The Different Stories of Davy Jones
- Pub owner: In one of the stories, Davy Jones was the owner of a British pub and would get sailors intoxicated and lock them in his ale locker. He also locked their unconscious bodies in ships that were passing through the harbor. The story also tells us that his pub went bankrupt, which made him decide to become a pirate. He stole a ship from the harbor, and, supposedly, sailed the Atlantic Ocean, hijacking other ships and decapitating or keelhauling most of the crew from other ships. The surviving crew would be locked in the ship and the ship would be sunk. The story also tells of this pub owner selling his soul to the devil.
- Captain of the "Flying Dutchman": In some stories, Davy Jones is the captain of the "Flying Dutchman." The "Flying Dutchman" was supposedly a ghost ship that wandered the seas forever because it could not make port. The story goes that Jones hailed out to the sky on a trip from Holland to Batavia. Legend quotes him as saying, "God or Devil... I will sail around the Cape, even if it means sailing towards our last judgement." Then the Devil took control of the ship, and, as a price, the ship had to sail the seas forever, with the dead crew working for eternity without saying a word ever again.
- The Jonah theory: In the Bible, Jonah became the "devil of the seas" when his crew found out that he was being punished by God for his disobedience. The crew casted him overboard. Some say that Davy Jones came from "Devil Jonah." Sailors believed that any wicked sailor would "go to Davy Jones' locker."
- David Jones: There once was an actual pirate captain by the name of David Jones who sailed the seas around the 1630s. But, this pirate captain wasn't that well-known and most historians do not think he could have gathered such worldwide fame.
- Satan: Some believe it is simply another name for Satan, made up by sailors.
Davy Jones' Locker
Davy Jones' Locker is a sailor's synonym for the ocean floor. A locker was another name for a chest back in the day. So "being sent to Davy Jones' locker" actually means dying at sea. In some stories, evil and wicked sailors who died at sea were locked up in the chest by Davy Jones and had to spend eternity trapped in there.
Davy Jones in The Pirates of the Caribbean
Davy Jones in Movies and Books
In Pirates of the Caribbean: Dead Man's Chest, Davy Jones was the main villain.

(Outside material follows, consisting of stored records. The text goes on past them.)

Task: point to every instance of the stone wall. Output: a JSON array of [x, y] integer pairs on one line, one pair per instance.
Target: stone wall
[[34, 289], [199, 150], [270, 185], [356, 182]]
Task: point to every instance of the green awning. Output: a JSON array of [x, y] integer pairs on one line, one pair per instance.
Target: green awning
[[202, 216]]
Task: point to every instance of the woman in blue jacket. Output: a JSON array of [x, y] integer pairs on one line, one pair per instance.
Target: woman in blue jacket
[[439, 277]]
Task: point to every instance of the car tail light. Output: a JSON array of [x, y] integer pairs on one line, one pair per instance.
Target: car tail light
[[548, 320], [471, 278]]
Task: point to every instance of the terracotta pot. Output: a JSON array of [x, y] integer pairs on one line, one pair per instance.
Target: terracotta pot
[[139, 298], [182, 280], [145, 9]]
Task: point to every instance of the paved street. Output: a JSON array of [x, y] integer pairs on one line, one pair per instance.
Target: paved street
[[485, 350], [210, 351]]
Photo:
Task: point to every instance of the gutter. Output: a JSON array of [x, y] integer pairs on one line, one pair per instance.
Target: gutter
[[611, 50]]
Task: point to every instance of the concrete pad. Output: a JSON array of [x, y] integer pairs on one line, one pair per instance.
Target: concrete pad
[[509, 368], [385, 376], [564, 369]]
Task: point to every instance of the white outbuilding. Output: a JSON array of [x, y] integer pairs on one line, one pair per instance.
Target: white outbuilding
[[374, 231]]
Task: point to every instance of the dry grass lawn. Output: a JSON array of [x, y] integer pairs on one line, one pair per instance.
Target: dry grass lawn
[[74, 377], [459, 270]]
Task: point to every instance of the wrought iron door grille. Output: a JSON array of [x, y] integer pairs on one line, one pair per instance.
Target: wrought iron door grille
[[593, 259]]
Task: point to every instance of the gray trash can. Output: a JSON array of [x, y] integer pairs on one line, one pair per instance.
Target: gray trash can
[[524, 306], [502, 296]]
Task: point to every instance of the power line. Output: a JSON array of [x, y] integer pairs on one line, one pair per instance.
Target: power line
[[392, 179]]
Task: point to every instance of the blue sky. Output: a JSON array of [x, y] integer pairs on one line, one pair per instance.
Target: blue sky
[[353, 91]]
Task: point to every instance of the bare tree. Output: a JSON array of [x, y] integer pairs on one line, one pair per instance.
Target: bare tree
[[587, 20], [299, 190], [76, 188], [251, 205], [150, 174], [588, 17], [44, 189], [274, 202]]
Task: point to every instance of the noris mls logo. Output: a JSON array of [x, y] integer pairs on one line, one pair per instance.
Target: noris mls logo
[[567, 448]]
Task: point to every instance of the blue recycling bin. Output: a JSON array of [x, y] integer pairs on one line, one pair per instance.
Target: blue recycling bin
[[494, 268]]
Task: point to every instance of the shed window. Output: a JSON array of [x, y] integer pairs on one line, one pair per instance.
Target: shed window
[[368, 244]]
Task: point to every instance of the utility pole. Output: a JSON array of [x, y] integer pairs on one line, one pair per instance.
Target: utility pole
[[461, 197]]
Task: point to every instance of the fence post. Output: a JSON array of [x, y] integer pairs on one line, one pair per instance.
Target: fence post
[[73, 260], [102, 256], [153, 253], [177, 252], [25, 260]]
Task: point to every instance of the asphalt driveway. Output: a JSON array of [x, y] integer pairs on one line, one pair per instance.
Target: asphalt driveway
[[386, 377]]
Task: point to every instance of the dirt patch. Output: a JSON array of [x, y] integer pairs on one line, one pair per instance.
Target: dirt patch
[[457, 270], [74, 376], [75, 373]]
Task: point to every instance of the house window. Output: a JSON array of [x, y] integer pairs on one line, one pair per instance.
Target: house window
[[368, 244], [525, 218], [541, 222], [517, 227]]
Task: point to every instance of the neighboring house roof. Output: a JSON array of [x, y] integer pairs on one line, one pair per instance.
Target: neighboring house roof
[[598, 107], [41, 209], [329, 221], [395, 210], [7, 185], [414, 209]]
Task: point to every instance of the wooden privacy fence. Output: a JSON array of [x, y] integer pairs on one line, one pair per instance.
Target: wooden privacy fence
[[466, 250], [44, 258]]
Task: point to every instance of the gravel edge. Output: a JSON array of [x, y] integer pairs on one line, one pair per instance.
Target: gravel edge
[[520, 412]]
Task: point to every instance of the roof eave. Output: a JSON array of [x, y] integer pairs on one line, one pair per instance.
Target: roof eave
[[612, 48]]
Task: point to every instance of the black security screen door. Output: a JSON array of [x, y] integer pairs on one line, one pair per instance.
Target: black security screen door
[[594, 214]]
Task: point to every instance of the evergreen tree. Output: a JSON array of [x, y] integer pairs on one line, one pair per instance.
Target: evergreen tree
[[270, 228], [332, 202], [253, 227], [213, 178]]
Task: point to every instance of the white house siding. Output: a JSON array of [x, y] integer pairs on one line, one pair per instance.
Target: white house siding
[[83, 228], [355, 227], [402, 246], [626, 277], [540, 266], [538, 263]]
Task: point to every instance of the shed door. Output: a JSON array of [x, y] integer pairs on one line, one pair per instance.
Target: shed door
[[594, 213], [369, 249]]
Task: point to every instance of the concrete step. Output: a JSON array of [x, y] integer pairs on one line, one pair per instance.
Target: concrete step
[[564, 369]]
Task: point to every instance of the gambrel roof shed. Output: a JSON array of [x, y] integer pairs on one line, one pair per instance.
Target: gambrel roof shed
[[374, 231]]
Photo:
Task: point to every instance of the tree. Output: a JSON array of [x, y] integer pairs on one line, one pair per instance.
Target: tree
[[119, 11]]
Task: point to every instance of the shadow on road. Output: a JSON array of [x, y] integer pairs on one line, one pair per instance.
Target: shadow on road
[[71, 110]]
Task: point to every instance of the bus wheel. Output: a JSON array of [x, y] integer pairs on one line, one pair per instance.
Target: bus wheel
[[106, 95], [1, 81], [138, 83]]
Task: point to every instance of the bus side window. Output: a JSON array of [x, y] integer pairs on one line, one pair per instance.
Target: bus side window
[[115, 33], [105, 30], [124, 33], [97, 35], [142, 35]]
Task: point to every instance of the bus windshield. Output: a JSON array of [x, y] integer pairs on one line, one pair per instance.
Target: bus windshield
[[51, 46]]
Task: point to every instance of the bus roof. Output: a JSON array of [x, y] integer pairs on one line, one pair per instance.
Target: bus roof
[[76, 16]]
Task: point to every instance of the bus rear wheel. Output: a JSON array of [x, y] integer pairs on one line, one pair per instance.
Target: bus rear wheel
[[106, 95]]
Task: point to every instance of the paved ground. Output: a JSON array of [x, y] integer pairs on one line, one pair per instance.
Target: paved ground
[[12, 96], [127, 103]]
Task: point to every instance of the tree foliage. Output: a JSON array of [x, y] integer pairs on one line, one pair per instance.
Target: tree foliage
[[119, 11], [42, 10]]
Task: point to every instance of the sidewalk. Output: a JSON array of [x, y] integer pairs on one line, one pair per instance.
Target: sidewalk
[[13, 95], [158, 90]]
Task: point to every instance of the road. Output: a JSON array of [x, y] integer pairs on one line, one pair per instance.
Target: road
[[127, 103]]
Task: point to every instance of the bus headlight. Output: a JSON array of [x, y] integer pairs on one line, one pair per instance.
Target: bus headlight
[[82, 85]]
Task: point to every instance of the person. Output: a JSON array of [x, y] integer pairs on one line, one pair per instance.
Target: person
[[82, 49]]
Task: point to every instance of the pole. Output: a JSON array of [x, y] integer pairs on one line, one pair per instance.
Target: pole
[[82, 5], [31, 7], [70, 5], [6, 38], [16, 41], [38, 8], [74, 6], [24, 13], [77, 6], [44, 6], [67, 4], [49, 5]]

He was supposed to bring souls from sunken ships to work aboard the "Flying Dutchman." Instead of going to the afterlife, Jones proposes that the dead men come and work on his ship for a 100 years, and convinces them that the afterlife is even worse. He also commands the mythical beast the "Kraken."
Davy Jones is mentioned in a lot of books, but mostly only in passing phrases like, "going to Davy Jones" or "going to Davy Jones' locker." Almost every book about life on a pirate ship mentions this at least once. Moby Dick for example contains the phrase: "There was young Nat Swaine, once the bravest boat-header out of all Nantucket and the Vineyard; he joined the meeting, and never came to good. He got so frightened about his plaguey soul that he shrinked and sheered away from the whales, for fear of after-claps, in case he got stove and went to Davy Jones."